My haphazard gathering of materials. I don’t really have a workroom, so I worked in my living room. That’s a 3 gallon beverage dispenser, a small submersible pump (90 gph, I believe), a pipe extender, a slotted plastic basket, screen door replacement screening, waterproof tape, aquarium sponges, 2 sizes of biological filter medium (really just different shapes of baked clay) and gravel used for planted aquariums.
Action shot! Kidding. Just a bad photo. Here’s the beverage dispenser. I figured since the process would be to push water from the tank up through the filter, the dispenser was perfect. It already had a preformed hole in the bottom and was water tight.
The top, however, had no such hole, so it was drilling time! I planned to use a hole saw to cut the 1 1/2″ hole I’d need to feed the pipe extender kit through, so I needed to drill a 3/4″ hole for the center of the hole saw to sit in. If you’ve ever drilled a hole in acrylic, you know that it takes a low, slow drill to keep from cracking.
First hole, 1/4″ bit.
Second hole, 1/2″ bit.
I’m not entirely sure how exactly the pipe extender is supposed to work for plumbing, but after combing the plumbing sections of three hardware stores, I thought it would work well for this. It had both a female and male adapter side, and best of all, the pipe itself accordioned (that may not be an actual word, but you get the point…) into the shape I needed. Since this outflow needed to make a 90 degree angle into my tank, the flexibility was key. A little RTV silicone and a 24 hour curing period make the whole shebang water-tight.

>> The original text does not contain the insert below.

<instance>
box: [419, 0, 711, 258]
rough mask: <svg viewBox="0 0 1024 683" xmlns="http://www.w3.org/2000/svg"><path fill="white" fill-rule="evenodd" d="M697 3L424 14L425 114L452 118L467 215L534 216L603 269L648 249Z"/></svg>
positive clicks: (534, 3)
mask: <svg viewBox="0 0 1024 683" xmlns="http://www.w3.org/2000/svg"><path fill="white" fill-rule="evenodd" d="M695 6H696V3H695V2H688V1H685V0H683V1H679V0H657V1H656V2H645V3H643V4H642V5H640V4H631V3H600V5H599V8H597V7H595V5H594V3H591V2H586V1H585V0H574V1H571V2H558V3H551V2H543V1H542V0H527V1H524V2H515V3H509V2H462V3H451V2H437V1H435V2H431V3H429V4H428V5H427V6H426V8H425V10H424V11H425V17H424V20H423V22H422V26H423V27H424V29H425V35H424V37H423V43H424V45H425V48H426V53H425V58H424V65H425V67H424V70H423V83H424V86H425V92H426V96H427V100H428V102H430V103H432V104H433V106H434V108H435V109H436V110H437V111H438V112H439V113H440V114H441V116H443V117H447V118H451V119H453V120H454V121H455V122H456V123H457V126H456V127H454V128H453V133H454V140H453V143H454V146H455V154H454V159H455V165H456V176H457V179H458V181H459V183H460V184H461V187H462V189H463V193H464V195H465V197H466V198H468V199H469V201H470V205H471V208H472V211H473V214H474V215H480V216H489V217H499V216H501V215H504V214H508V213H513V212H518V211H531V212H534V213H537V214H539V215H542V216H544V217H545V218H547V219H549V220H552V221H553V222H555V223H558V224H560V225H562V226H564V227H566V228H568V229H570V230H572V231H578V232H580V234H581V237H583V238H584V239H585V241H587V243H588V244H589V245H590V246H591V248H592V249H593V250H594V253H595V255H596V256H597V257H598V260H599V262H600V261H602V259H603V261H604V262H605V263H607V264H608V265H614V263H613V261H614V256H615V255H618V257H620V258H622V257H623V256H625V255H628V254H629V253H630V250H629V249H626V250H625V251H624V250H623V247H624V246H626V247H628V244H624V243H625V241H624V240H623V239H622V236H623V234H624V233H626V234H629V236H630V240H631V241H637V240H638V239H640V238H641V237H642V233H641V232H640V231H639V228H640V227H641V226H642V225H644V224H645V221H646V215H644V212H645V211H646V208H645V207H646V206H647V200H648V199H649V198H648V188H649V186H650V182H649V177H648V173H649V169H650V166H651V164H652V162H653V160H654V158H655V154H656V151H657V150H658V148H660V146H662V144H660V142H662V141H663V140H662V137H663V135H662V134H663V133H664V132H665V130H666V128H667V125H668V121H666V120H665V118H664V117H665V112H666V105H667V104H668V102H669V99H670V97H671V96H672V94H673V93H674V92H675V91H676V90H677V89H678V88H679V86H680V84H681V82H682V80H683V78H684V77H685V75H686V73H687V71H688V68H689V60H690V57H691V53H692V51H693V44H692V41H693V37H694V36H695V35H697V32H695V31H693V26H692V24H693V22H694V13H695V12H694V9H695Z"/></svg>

I’m both cheap and opportunistic, so when I saw this plastic spout that came with the dispenser, I felt I needed to at least try to reuse it…
Fortunately, the interior diameter of the remaining spout was a clean 1/2″, and I knew I could make that work with the tubing I’d need for the pump.
Here’s the slotted basket I used to house most of the media and the plants. I cut out a slot in the top to accommodate the outflow pipe, and lined it with left over window screening I had from a time when I *may* have put a 2×4 through a screen door in my last apartment..
The outflow pipe in place!
Here’s a photo from the side that shows the pump (bottom right corner in the tank) that I covered with a filter sponge to act as mechanical filtration and keep large solids out of the main filter, and how it attaches with tubing to the spout I cut apart.
Close up of the joint. Totally water-tight!
As a plant hoarder, I had no need to buy any plants for this project. I used cuttings of several plants I know don’t mind having wet feet and are good ol’ heavy feeders. Their job, after all, is pulling nitrites and ammonia out of the water before it goes back into the tank. Let’s see….I have a few pothos cuttings, three kinds of ivy, and a sprig of schefflera.
All done! It’s been running for a week now with no problems at all. As you can see, the water pours into the tank, which made a very, very loud splashing sound. So I built a filter baffle to quiet the sucker down.
Two weeks on and the filter is a complete success! There has been no leakage of any kind, the tank water is clear, and the water quality is high with no ammonia or nitrites to be seen. And, my favorite part, the plant cuttings I put in the top of the filter are growing like crazy! Check out the new little sprout off the schlefflera. Grow little friend, grow!